For the sauce:
1) In a large heavy frying pan, heat the oil over medium heat. Add the pancetta and cook, stirring constantly, until golden brown, about 5 to 7 mins. Using a slotted spoon, remove the pancetta and reserve. Add the onion and cook for 5 mins. Stir in the garlic and red pepper flakes and cook until fragrant, about 30 secs. Add the tomatoes, 1/2 tsp salt, 1/2 tsp black pepper, and the cooked pancetta. Simmer, uncovered, over medium-low heat until the sauce thickens, about 15 mins. Stir in the cheese and season with salt and pepper, to taste.
For the meatballs:
1) Position an oven rack in the lower third of the oven. Preheat the oven to 200°C/ gas mark 6. Line a baking sheet with parchment paper. In a large bowl, combine the onion, 15g parsley, 65g Parmesan, breadcrumbs, egg, tomato ketchup, garlic, red pepper flakes, 1 tsp salt, and 1/2 tsp pepper. Add the beef and veal. Using your hands, combine all ingredients gently but thoroughly. Shape the meat mixture into 16 (4cm diameter) meatballs and place on the prepared baking sheet. Make a hole in the center of each meatball and place a cube of mozzarella inside. Reform the meatball so that the mozzarella is completely covered with the meat mixture. Bake the meatballs for 15 mins until cooked through.

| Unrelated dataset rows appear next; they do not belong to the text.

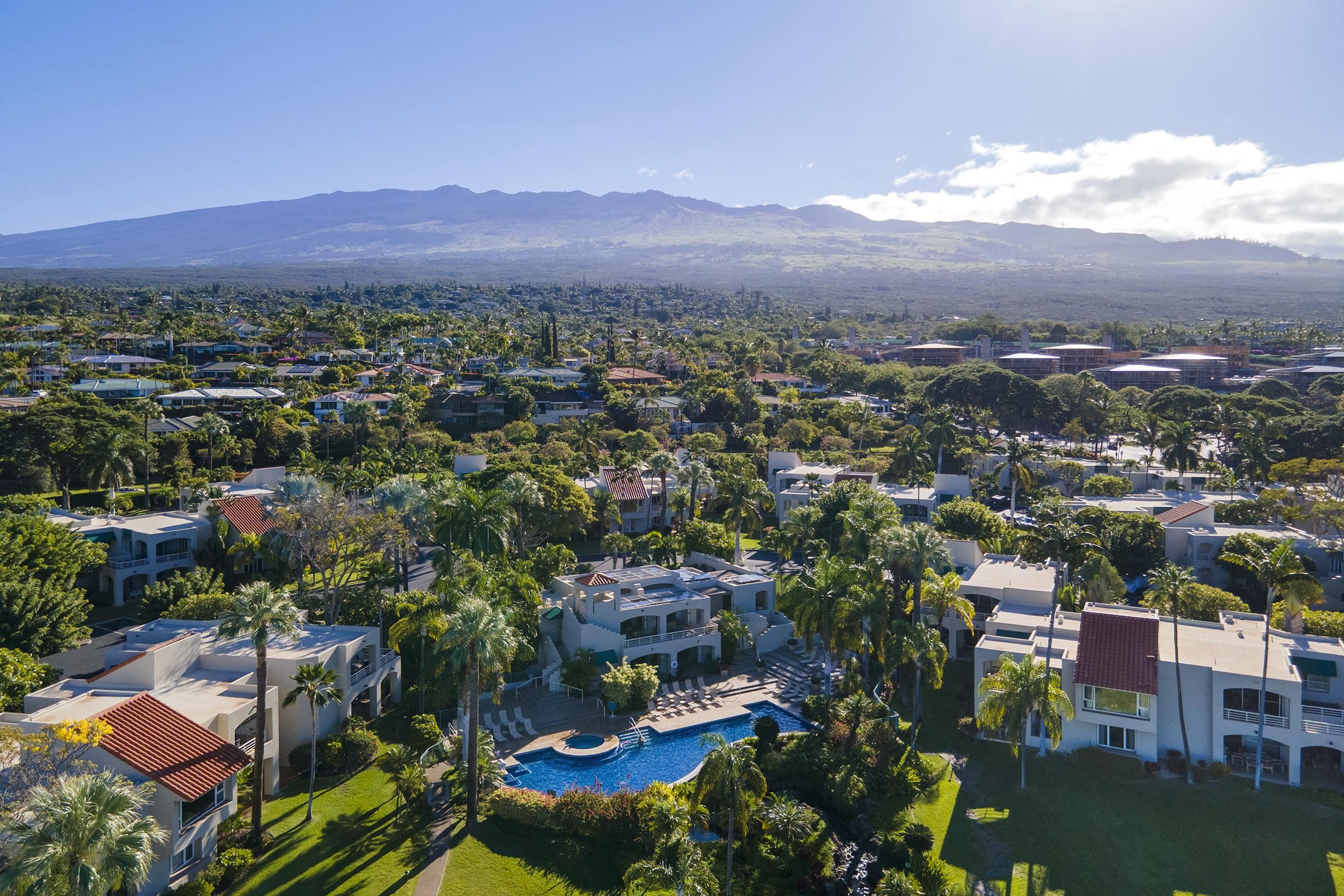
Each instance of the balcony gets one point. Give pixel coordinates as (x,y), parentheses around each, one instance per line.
(1241,715)
(671,636)
(1323,720)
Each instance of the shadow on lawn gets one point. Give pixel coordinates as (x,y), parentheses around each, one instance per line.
(570,867)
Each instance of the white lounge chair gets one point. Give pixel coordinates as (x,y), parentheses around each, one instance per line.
(488,720)
(526,723)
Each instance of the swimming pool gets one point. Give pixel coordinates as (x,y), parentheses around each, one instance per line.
(666,757)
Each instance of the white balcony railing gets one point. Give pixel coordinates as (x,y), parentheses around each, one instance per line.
(1241,715)
(1323,720)
(671,636)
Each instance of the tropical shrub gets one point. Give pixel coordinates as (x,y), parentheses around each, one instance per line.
(629,684)
(425,732)
(1108,486)
(234,863)
(360,747)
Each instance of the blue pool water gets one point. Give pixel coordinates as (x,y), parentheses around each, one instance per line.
(669,757)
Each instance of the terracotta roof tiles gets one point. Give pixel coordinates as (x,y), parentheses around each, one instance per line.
(169,747)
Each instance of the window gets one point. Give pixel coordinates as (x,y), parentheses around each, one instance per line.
(185,856)
(1248,700)
(1123,703)
(1116,738)
(203,805)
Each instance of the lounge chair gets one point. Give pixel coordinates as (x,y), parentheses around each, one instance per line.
(488,720)
(526,723)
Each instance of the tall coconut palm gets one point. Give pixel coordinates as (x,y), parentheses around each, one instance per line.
(660,465)
(212,426)
(318,684)
(908,553)
(697,476)
(109,464)
(745,499)
(523,494)
(1012,692)
(1168,584)
(408,500)
(814,601)
(259,614)
(941,430)
(478,640)
(680,868)
(81,836)
(1275,567)
(1180,444)
(730,776)
(1018,457)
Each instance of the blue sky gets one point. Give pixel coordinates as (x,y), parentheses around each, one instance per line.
(120,110)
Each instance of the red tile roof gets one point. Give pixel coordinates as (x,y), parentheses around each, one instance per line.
(1180,512)
(1117,649)
(169,747)
(246,514)
(627,486)
(596,578)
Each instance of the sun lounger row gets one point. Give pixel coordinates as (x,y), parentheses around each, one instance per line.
(506,727)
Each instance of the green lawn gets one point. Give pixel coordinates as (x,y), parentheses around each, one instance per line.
(1079,832)
(496,861)
(357,844)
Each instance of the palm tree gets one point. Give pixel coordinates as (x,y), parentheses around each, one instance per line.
(941,430)
(1168,584)
(523,494)
(730,774)
(417,613)
(660,465)
(407,499)
(745,499)
(212,426)
(260,613)
(1018,457)
(683,871)
(1012,692)
(81,836)
(696,474)
(908,553)
(1180,445)
(814,601)
(478,638)
(318,684)
(109,464)
(1275,567)
(606,510)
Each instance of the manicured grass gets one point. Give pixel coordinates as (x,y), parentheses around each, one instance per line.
(1081,830)
(358,843)
(499,861)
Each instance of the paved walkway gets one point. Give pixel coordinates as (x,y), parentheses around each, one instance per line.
(440,834)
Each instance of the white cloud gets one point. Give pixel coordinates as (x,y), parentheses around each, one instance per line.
(1156,183)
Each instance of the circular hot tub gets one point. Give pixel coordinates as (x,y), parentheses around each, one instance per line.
(586,746)
(585,742)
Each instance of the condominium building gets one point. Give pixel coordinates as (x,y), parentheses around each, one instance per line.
(183,712)
(1117,665)
(660,615)
(1146,376)
(1076,358)
(1197,368)
(1034,365)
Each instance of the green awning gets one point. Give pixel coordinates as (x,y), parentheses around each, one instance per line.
(1316,667)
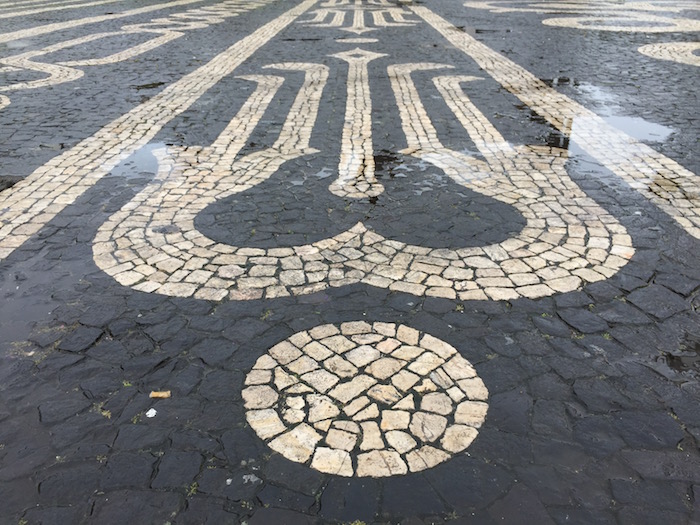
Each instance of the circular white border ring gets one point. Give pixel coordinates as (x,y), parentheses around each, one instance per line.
(365,400)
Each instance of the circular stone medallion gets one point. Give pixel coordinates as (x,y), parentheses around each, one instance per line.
(365,399)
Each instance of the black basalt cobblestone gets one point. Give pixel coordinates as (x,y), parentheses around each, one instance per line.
(593,393)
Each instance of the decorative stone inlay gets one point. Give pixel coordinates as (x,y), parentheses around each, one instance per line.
(681,52)
(382,399)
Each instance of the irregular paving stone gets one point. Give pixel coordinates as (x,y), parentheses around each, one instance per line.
(649,493)
(60,409)
(293,476)
(332,461)
(273,496)
(124,470)
(427,427)
(298,444)
(177,469)
(657,301)
(263,516)
(58,487)
(348,500)
(667,464)
(425,457)
(117,507)
(405,497)
(583,320)
(520,504)
(80,339)
(380,463)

2) Bring a large pot of salted water to a boil over high heat. Add the pasta and cook until tender but still firm to the bite, stirring occasionally, about 8 to 10 mins. Drain and place in a large serving bowl. Add the meatballs and sauce. Toss gently and season with salt and pepper, to taste. Sprinkle with the remaining parsley and Parmesan.